Belli ki, Türk devleti için Zap’taki yeni bir yenilgi, geri dönüşü olmayan sürecin başlangıcı anlamına geliyor. Nasıl ki, 2008’de Zap’ta yenilenler devlet yönetimini kaybettilerse, bugün de Zap’ta yenilenlerin devlet yönetimini kaybedecekleri aşikar. Hal böyle olunca, Zap’tan geri çekilmek de yenilgiyi kabul etmek de mümkün olmuyor. Ve nihayetinde ortaya sadece ve sadece bu görüntüler kalıyor. Yenildim, kaybettim dememek için, Zap’ta her türlü savaş suçu işleniyor, bunun için hiçbir sınır tanınmıyor. HPG’ye karşı kimyasal silahların kullanılması da, ölen askerlerin cenazelerinin yakılması da esasen bu kapsamda vuku buluyor.
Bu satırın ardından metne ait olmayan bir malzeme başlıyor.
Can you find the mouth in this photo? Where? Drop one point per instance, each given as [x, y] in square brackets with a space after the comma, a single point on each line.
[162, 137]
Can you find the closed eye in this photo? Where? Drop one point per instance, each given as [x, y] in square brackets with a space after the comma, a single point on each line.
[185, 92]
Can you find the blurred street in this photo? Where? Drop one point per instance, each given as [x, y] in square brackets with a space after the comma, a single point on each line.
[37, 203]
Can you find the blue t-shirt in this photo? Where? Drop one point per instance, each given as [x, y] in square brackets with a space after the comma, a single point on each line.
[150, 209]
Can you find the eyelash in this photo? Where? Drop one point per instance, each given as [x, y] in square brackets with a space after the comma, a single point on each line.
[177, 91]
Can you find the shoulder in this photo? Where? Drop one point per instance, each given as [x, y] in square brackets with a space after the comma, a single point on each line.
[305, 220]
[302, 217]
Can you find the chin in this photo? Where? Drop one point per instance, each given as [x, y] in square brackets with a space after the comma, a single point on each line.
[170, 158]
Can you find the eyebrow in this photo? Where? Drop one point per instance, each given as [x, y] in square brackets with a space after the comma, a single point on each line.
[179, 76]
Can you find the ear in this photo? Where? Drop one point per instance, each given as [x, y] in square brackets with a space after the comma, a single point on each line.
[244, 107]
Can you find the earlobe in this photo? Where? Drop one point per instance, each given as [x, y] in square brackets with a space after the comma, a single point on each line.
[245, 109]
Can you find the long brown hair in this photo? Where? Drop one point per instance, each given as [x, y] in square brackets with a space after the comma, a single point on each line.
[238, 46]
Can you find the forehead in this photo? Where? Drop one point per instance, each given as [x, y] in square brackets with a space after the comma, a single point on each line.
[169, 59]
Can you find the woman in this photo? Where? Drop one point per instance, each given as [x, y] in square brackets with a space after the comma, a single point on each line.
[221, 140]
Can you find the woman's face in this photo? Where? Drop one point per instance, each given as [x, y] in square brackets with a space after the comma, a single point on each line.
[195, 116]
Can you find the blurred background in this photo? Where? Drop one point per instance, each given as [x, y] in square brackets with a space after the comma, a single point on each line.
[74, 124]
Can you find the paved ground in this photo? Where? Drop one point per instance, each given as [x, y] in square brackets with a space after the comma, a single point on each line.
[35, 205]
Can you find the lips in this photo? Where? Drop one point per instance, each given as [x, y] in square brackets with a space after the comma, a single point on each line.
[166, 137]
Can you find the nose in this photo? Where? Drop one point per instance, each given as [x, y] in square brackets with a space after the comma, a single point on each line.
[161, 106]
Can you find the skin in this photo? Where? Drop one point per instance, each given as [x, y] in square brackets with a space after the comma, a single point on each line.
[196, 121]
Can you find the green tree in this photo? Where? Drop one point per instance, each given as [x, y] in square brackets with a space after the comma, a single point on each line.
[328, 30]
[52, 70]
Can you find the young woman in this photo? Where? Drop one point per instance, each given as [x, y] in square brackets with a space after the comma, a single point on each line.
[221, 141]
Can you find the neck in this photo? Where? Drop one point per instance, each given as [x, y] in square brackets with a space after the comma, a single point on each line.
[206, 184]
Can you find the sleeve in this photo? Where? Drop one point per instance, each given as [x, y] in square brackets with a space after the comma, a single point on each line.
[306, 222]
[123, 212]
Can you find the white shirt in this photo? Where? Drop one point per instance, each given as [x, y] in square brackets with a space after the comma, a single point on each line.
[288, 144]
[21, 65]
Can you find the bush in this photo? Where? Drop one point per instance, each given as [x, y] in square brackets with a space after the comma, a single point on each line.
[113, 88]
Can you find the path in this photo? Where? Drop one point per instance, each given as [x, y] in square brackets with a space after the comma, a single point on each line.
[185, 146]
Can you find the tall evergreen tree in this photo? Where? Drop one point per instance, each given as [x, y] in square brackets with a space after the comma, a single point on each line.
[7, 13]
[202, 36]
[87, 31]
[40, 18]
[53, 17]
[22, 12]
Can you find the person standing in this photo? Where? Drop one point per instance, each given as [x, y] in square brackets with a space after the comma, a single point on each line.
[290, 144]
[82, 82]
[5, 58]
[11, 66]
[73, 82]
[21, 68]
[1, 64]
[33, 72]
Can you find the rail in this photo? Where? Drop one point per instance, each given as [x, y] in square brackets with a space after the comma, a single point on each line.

Elbette, iktidar bu suçları işleyerek hem savaşın hakikatini gizlemek hem de iktidarını daim kılmak istiyor. Fakat görülüyor ki, artık mızrak çuvala sığmıyor. Gerçekler bir biçimde yansıyor, görünür oluyor ve tüm bunlar iktidarın ömrünün hiç olmadığı kadar kısaldığına işaret ediyor.